US 11,921,768 B1
Iterative theme discovery and refinement in text
Bhavana Ganesh, Seattle, WA (US); Arushi Prakash, Seattle, WA (US); Banu Selin Tosun, Seattle, WA (US); Matthew Brorby, Redmond, WA (US); Naumaan Nayyar, Bellevue, WA (US); Hakan Karagul, Chicago, IL (US); and Megan Noel Shaw, Seattle, WA (US)
Assigned to Amazon Technologies, Inc., Seattle, WA (US)
Filed by Amazon Technologies, Inc., Seattle, WA (US)
Filed on Jun. 29, 2021, as Appl. No. 17/362,367.
Int. Cl. G06F 16/35 (2019.01); G06F 18/23213 (2023.01); G06F 40/289 (2020.01); G06F 40/30 (2020.01); G06N 3/02 (2006.01); G06N 20/00 (2019.01)
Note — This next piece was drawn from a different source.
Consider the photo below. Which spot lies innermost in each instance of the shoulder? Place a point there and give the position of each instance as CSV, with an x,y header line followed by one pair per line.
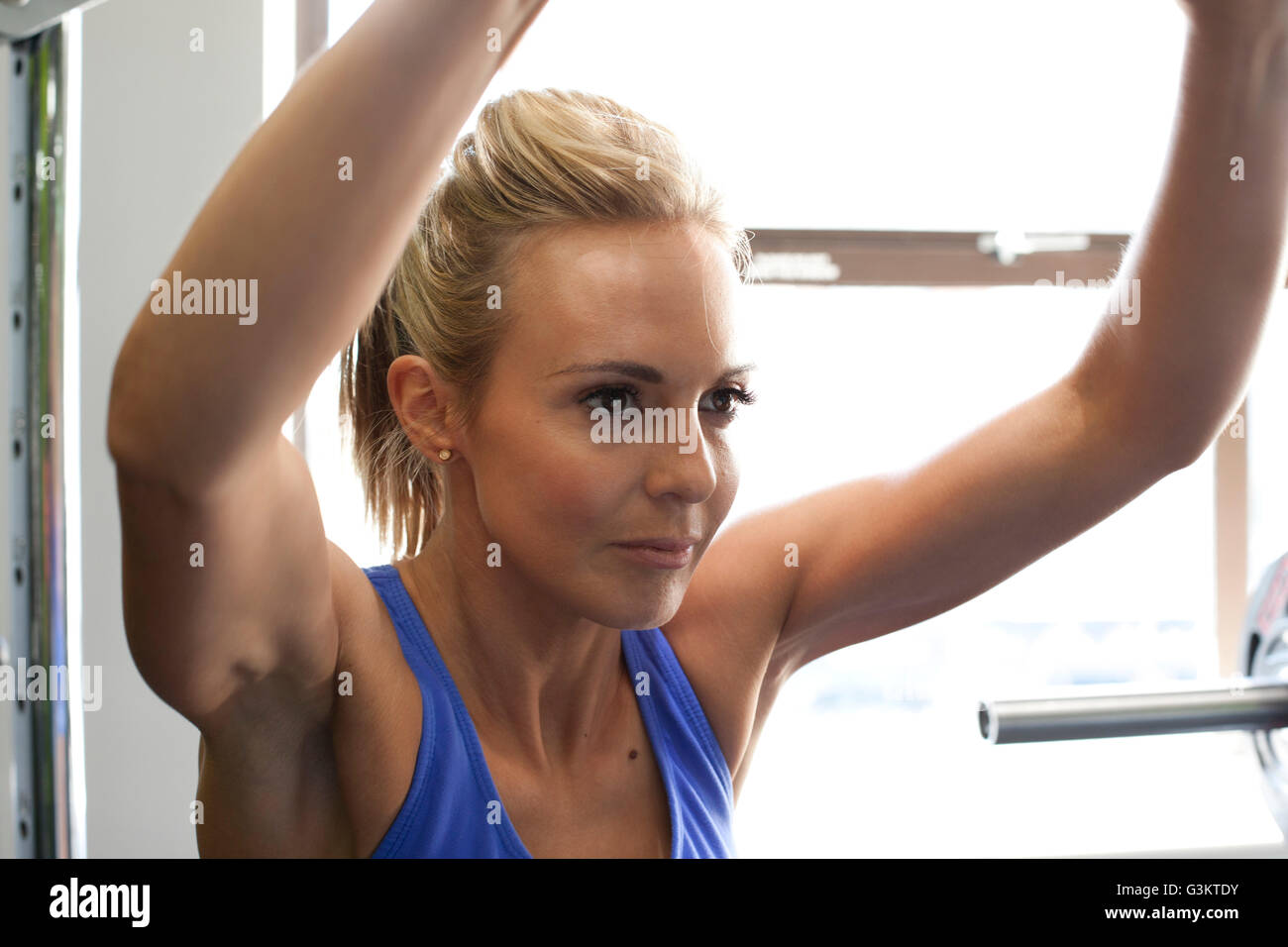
x,y
724,638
CPC G06F 16/358 (2019.01) [G06F 18/23213 (2023.01); G06F 40/289 (2020.01); G06F 40/30 (2020.01); G06N 3/02 (2013.01); G06N 20/00 (2019.01)] 20 Claims
OG exemplary drawing
 
1. A method of discovering topics for text data, comprising:
receiving an input corpus of text data comprising a plurality of documents;
generating a codebook comprising a first number of topics, wherein each topic of the first number of topics is associated by the codebook with a corresponding set of keywords;
determining, for a first topic of the first number of topics, an average embedding of keywords associated with the first topic;
determining a distance in an embedding space between an embedding for a first document of the plurality of documents and the average embedding;
tagging the first document as pertaining to the first topic based at least in part on the distance;
receiving, from a first user, at least one edit to the codebook comprising at least one of adding a keyword, deleting a keyword, modifying a keyword, or re-naming a topic;
generating a modified codebook incorporating the at least one edit to the codebook;
inputting the modified codebook into a teacher model of a student-teacher machine learning model framework;
generating by a student model of the student-teacher machine learning model framework a probability that a second document corresponds to a second topic of the modified codebook; and
tagging the second document as pertaining to the second topic based at least in part on the probability.
 
4. A method comprising:
receiving, by at least one computing device, first text data separated into a plurality of documents;
identifying, by the at least one computing device, a codebook comprising a first topic associated with a first set of keywords;
tagging a first document of the plurality of documents with the first topic based at least in part on the first set of keywords of the codebook;
receiving instructions to modify the codebook to generate a modified codebook, wherein the instructions are effective to add to, delete from, and/or modify at least one of the first set of keywords or the first topic;
tagging the first document of the plurality of documents with the first topic based at least in part on the first set of keywords of the modified codebook; and
generating output data indicating that the first document pertains to the first topic.